PETsARD’s target audience is any data user, meaning we do not expect users to have engineering knowledge, particularly Python programming skills. Users only need to use the following three lines of Python code and can focus on writing configuration files:

from petsard import Executor

exec = Executor(config=yaml_path)
exec.run()

Our only public class is Executor, and users interact with PETsARD through YAML configuration files. The required configuration files include:

  1. PETsARD YAML: One synthesis execution corresponds to one configuration file
  2. Schema YAML: One data table corresponds to one Schema configuration
  3. Constraints YAML (optional): One data table corresponds to one constraint configuration

What is YAML?

YAML (YAML Ain’t Markup Language) is a human-readable data serialization format that PETsARD uses for experiment configuration.

  • Easy to read and write: Uses indentation and concise syntax, understandable without programming background
  • Clear structure: Expresses hierarchical relationships through indentation, visually clear at a glance
  • Supports multiple data types: Strings, numbers, booleans, lists, objects, etc.

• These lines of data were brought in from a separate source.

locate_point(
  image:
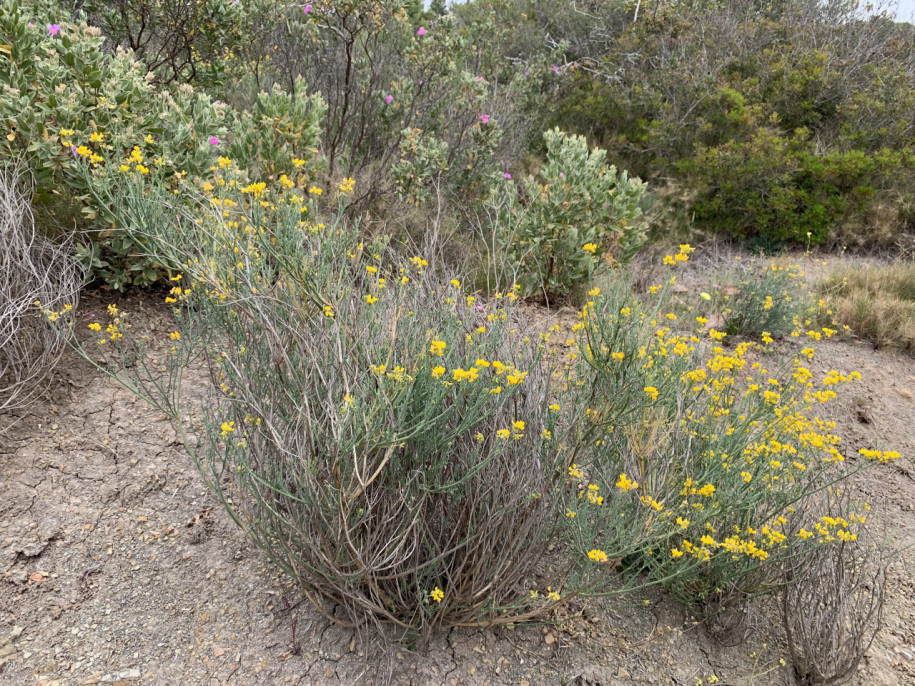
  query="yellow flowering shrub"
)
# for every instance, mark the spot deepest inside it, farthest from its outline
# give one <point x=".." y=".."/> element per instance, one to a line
<point x="721" y="444"/>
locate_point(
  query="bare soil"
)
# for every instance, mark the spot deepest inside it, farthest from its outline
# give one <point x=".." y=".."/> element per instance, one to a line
<point x="118" y="567"/>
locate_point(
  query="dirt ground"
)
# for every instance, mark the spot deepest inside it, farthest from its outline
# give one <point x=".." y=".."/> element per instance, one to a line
<point x="118" y="567"/>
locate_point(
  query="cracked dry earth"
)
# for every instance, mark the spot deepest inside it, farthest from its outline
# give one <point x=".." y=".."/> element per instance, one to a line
<point x="117" y="567"/>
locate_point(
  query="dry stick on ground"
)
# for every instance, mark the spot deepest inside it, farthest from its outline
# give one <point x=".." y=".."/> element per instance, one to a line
<point x="833" y="609"/>
<point x="32" y="269"/>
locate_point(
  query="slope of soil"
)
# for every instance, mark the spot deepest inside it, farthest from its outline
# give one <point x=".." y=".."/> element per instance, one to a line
<point x="117" y="566"/>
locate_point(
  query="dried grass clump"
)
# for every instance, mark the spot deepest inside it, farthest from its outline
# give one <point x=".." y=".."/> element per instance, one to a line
<point x="32" y="268"/>
<point x="833" y="608"/>
<point x="876" y="302"/>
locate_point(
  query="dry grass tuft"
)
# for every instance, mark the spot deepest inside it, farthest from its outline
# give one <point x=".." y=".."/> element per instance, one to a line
<point x="877" y="303"/>
<point x="32" y="269"/>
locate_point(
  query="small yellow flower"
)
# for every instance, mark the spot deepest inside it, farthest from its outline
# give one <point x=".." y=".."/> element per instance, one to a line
<point x="598" y="555"/>
<point x="438" y="348"/>
<point x="626" y="484"/>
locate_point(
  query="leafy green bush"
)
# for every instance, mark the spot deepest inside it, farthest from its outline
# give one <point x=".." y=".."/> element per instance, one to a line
<point x="421" y="469"/>
<point x="555" y="233"/>
<point x="777" y="190"/>
<point x="767" y="301"/>
<point x="781" y="122"/>
<point x="72" y="106"/>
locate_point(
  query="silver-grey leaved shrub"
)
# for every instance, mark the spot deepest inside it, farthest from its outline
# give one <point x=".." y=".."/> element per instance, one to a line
<point x="400" y="447"/>
<point x="555" y="230"/>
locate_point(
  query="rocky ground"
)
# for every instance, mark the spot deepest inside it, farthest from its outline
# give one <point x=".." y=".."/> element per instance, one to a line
<point x="118" y="567"/>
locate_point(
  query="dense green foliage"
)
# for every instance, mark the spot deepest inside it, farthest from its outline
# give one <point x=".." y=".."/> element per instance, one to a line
<point x="409" y="449"/>
<point x="775" y="121"/>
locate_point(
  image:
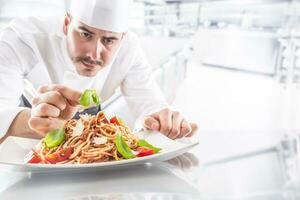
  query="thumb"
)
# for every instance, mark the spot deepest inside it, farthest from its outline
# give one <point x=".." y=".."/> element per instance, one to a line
<point x="151" y="123"/>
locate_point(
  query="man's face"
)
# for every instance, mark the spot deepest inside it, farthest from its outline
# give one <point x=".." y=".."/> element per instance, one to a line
<point x="90" y="49"/>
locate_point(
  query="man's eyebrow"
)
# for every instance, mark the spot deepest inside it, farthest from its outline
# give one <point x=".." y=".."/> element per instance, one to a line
<point x="110" y="37"/>
<point x="85" y="29"/>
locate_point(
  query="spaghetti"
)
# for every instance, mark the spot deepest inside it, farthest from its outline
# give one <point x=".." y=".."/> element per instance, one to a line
<point x="92" y="139"/>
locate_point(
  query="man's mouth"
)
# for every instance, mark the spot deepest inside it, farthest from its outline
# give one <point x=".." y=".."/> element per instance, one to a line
<point x="88" y="64"/>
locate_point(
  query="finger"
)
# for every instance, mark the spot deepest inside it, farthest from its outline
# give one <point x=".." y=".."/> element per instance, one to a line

The following scenarios guide you in choosing the right YAML configuration:

  1. Basic Usage: Data Synthesis with Default Parameters
  • When you only need basic data synthesis
  • For simple privacy-enhanced synthetic data generation
  1. Basic Usage with Evaluation: Data Synthesis and Evaluation with Default Parameters
  • When you need both synthesis and comprehensive evaluation
  • Includes protection, fidelity, and utility assessments
  1. Evaluation of External Solutions: Evaluation of External Synthetic Data with Default Parameters
  • When you have pre-synthesized data
  • For evaluating existing privacy-enhanced solutions

Simply choose the scenario that matches your needs, prepare the corresponding YAML configuration, and run the code above.